“Genetic testing plays an increasingly important role in the management of breast and ovarian cancer, and results can inform a treatment plan as well as potentially preventative measures for patients and their families. For more than a decade, clinical practice guidelines have recommended genetic testing for all women with ovarian cancer. Moreover, black women are at greater risk of dying from ovarian cancer than white women. This study should prompt clinicians to redouble their efforts to ensure genetic counseling and testing are a routine part of ovarian cancer care.”
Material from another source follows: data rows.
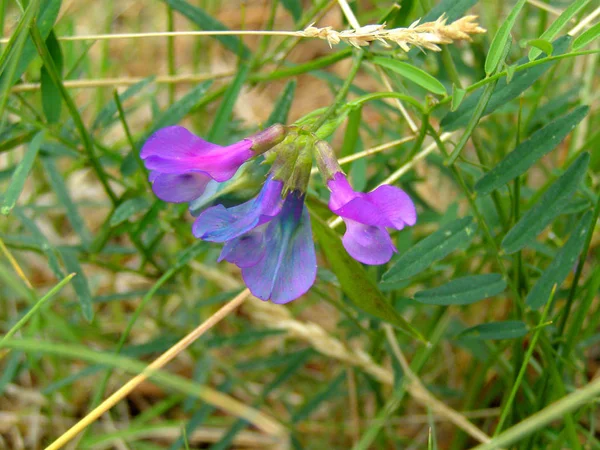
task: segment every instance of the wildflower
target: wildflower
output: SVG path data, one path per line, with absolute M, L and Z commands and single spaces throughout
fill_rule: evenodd
M 344 219 L 346 251 L 364 264 L 385 264 L 397 252 L 386 228 L 401 230 L 416 223 L 415 205 L 395 186 L 383 185 L 362 193 L 350 186 L 329 145 L 317 143 L 317 162 L 331 191 L 329 209 Z
M 285 127 L 273 125 L 226 147 L 207 142 L 183 127 L 155 132 L 140 153 L 156 196 L 173 203 L 190 202 L 211 181 L 229 180 L 250 158 L 281 142 Z
M 242 269 L 253 295 L 288 303 L 313 285 L 317 261 L 304 192 L 312 165 L 312 148 L 297 136 L 277 147 L 271 175 L 258 196 L 241 205 L 213 206 L 194 222 L 196 237 L 223 242 L 219 261 Z M 284 181 L 285 180 L 285 181 Z

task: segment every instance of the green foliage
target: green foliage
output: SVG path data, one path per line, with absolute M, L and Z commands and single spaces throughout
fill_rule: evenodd
M 441 53 L 235 33 L 332 25 L 329 0 L 62 3 L 0 2 L 0 446 L 50 445 L 204 323 L 70 445 L 600 448 L 595 2 L 348 2 L 362 26 L 490 30 Z M 164 29 L 220 33 L 64 40 Z M 328 140 L 357 190 L 402 188 L 417 222 L 364 266 L 313 174 L 315 285 L 214 323 L 243 277 L 139 150 L 170 125 L 228 144 L 275 123 Z M 195 213 L 254 196 L 261 163 Z

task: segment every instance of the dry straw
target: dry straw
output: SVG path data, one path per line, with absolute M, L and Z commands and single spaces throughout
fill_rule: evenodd
M 413 22 L 408 28 L 386 29 L 382 25 L 365 25 L 355 30 L 336 31 L 331 27 L 317 28 L 312 25 L 302 33 L 303 37 L 313 37 L 326 40 L 330 46 L 340 42 L 360 48 L 378 41 L 386 47 L 391 44 L 400 46 L 405 52 L 411 47 L 439 52 L 441 44 L 452 44 L 455 41 L 470 41 L 471 35 L 485 33 L 475 22 L 477 16 L 465 16 L 451 24 L 447 24 L 447 17 L 441 16 L 435 22 L 419 24 Z

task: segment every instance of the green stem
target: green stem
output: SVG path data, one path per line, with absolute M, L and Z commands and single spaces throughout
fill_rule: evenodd
M 360 65 L 362 64 L 364 57 L 365 57 L 364 50 L 356 51 L 356 53 L 354 55 L 354 62 L 352 63 L 352 67 L 350 68 L 350 73 L 348 73 L 348 76 L 346 77 L 344 84 L 342 85 L 340 90 L 337 92 L 335 99 L 334 99 L 333 103 L 331 104 L 331 106 L 329 106 L 329 108 L 327 108 L 327 110 L 321 115 L 321 117 L 319 117 L 319 120 L 317 120 L 315 122 L 315 124 L 312 126 L 312 128 L 311 128 L 312 132 L 315 132 L 319 128 L 321 128 L 323 126 L 323 124 L 325 122 L 327 122 L 327 119 L 329 119 L 333 114 L 335 114 L 338 107 L 346 99 L 346 95 L 348 94 L 348 91 L 350 90 L 350 87 L 352 86 L 352 82 L 354 81 L 354 78 L 356 77 L 356 74 L 358 73 L 358 69 L 360 69 Z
- Merry Jennifer Markham, MD, FACP, ASCO Expert
New research suggests women with ovarian cancer are not undergoing genetic testing, despite existing clinical practice guidelines that recommend nearly all women with ovarian cancer receive genetic testing. Using data from registries in California and Georgia, researchers examined records from more than 77,000 women with breast or ovarian cancer. The authors found that just 30% of women with ovarian cancer received genetic testing, while 24% of women with breast cancer received genetic testing (genetic testing guidelines for breast cancer do not recommend testing in all patients, unlike guidelines for ovarian cancer).
In addition, researchers noticed racial and socioeconomic disparities in the frequency of genetic testing. Among women with ovarian cancer, genetic testing rates were lower for black women as compared with white women (22% vs. 34%). Uninsured women with ovarian cancer had lower genetic testing rates than insured women (21% vs. 35%).
The authors do not yet know why such disparities exist but suggest that there are several factors to consider such as a developing ovarian cancer at an older age for ovarian cancer, clinician attitude toward genetic testing, and availability of services.